Let’s start with Brady who told me he hasn’t been home for Christmas in nearly a decade.

“Christmas dinner is the same in every household in Ireland — roast turkey, baked ham, brown gravy, mashed potatoes, stuffing, Brussels sprouts and a traditional Christmas fruit cake,” Brady said. “My mom would start making the fruit cake in June so it would be ready in December. It was so heavy, it was like a brick.”

Brady has two older sisters and a younger brother, but he’s the one who took over the cooking duties when he was 12 or 13. I wondered why that didn’t fall to his older sisters?

“Oh, they can’t cook at all,” Brady shared. So, Brady did the cooking, which was fine for the young man with a passion for all things culinary, a passion he’s made into a career.

Now, that he’s in Kansas City with a one-year-old daughter and a four-year-old son, he’s starting his own family Christmas traditions, which will include a roast turkey ala Ireland, but not just any roast turkey.

“Many years ago, I started roasting the turkey by first removing the legs and thighs, removing the bones, tendons and sinew, rolling it, then roasting it with the rest of the bird,” Brady said. “My daughter was born on Christmas last year, so we’re going to do our own special Christmas-presents in the morning, the meal around mid-day, then it’s all about her birthday.”

Chef Martin Heuser and his wife, Kartin, will be cooking up a bit of Bavaria, Germany, this Christmas.
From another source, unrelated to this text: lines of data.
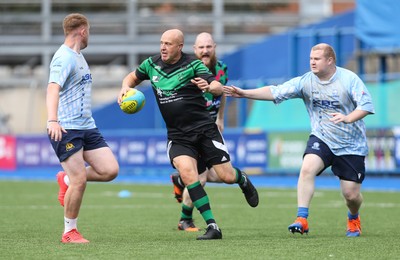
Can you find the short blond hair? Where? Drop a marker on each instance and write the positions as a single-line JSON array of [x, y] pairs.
[[74, 21]]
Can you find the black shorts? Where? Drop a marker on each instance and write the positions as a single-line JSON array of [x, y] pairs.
[[206, 145], [346, 167], [74, 140]]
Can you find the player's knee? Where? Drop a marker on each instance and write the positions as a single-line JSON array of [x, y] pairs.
[[351, 196], [111, 172]]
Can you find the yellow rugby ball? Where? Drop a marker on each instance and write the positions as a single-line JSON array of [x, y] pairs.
[[133, 101]]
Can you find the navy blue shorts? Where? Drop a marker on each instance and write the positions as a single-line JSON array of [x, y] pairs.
[[346, 167], [74, 140], [206, 145]]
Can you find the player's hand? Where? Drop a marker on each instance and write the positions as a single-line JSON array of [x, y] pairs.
[[55, 130], [122, 93], [233, 91], [201, 84]]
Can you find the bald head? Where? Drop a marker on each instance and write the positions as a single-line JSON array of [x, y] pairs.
[[174, 35], [171, 45], [204, 49]]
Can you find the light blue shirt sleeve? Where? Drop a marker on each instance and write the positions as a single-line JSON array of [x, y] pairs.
[[71, 72], [343, 93]]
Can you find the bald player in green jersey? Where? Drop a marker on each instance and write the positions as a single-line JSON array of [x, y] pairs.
[[179, 81]]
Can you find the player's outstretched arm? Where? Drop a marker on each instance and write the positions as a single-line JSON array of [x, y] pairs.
[[263, 93]]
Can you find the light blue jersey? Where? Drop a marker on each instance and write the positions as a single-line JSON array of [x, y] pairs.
[[71, 71], [343, 93]]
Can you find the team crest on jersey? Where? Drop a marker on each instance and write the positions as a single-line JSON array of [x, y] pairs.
[[69, 147], [155, 78], [159, 92]]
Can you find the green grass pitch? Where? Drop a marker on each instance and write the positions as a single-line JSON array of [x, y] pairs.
[[144, 226]]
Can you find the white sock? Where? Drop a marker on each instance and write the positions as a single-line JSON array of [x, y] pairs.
[[69, 224], [66, 180]]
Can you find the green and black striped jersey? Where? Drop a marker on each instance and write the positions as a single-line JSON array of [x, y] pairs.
[[214, 102], [181, 102]]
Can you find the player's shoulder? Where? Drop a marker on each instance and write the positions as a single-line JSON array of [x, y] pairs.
[[189, 58], [221, 65]]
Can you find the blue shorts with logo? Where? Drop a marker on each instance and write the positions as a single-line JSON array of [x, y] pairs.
[[74, 140], [346, 167]]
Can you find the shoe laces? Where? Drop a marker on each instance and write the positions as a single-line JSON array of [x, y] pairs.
[[73, 235], [353, 225], [213, 226]]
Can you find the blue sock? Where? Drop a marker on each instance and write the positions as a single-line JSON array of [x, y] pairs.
[[352, 216], [302, 212]]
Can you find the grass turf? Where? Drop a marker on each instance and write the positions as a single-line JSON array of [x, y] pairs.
[[144, 226]]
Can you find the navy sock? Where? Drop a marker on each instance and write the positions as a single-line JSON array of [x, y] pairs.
[[302, 212], [355, 216]]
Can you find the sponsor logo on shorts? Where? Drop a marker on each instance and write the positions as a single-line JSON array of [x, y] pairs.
[[69, 147]]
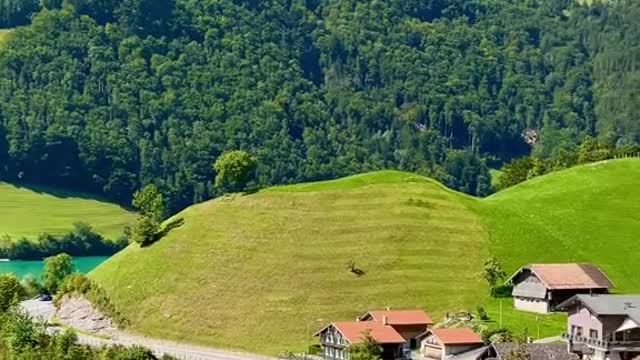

The owners of Affäre Restaurant in the Crossroads District, moved to Kansas City with their four children in 2007.

For the Heusers, Christmas is also about “the bird,” but in their case, it’s not a turkey, it’s a goose leg braised in red wine. The goose is stuffed and served with brussel sprouts, red cabbage, and potato dumplings.

For dessert, the Heusers will also have traditional German Christmas cookies, and a stollen with Chantilly cream.

“Germans celebrate Christmas dinner like Americans do Thanksgiving with family at home,” Heuser said. “Holidays mean a little more to me food-wise because the dishes are very seasonal, and seasonal is what we do all year-round at the restaurant.”

Last, but not least, we check in on the Christmas food stylings of Edson and Leonice Backes. The Backes, natives of Sao Paolo, Brazil, have just opened Espirito Do Sul, a Brazilian Churrascaria on Metcalf Avenue in Overland Park. I spoke with Leonice about what she misses about Christmas in Brazil. It seems just about everything.

“We call it Ceia De Natal, or Christmas Dinner, and it’s amazing,” she said. “There’s a huge table with turkey, stuffing, everything else. I want to go to Brazil now. You’ve made me homesick.”

Leonice said the big Christmas meal is traditionally served on Christmas Eve so everyone can make it to the Midnight Mass. It sounds spectacular. It includes Salpicao, which is a special chicken salad, julienned tomatoes, celery, roasted baby pig with the apple in its mouth, a traditional dish made with a Yucca flower and more.

It all sounds delicious. I might not be homesick, but I wouldn’t mind a trip to Brazil right about now myself. For now, I’ll have to placate myself with a trip to Espirito Do Sul.

Merry Christmas everyone. Hope it’s a great one.

Dave Eckert is the producer and host of “Culinary Travels With Dave Eckert,” which aired on PBS-TV and Wealth TV for 12 seasons.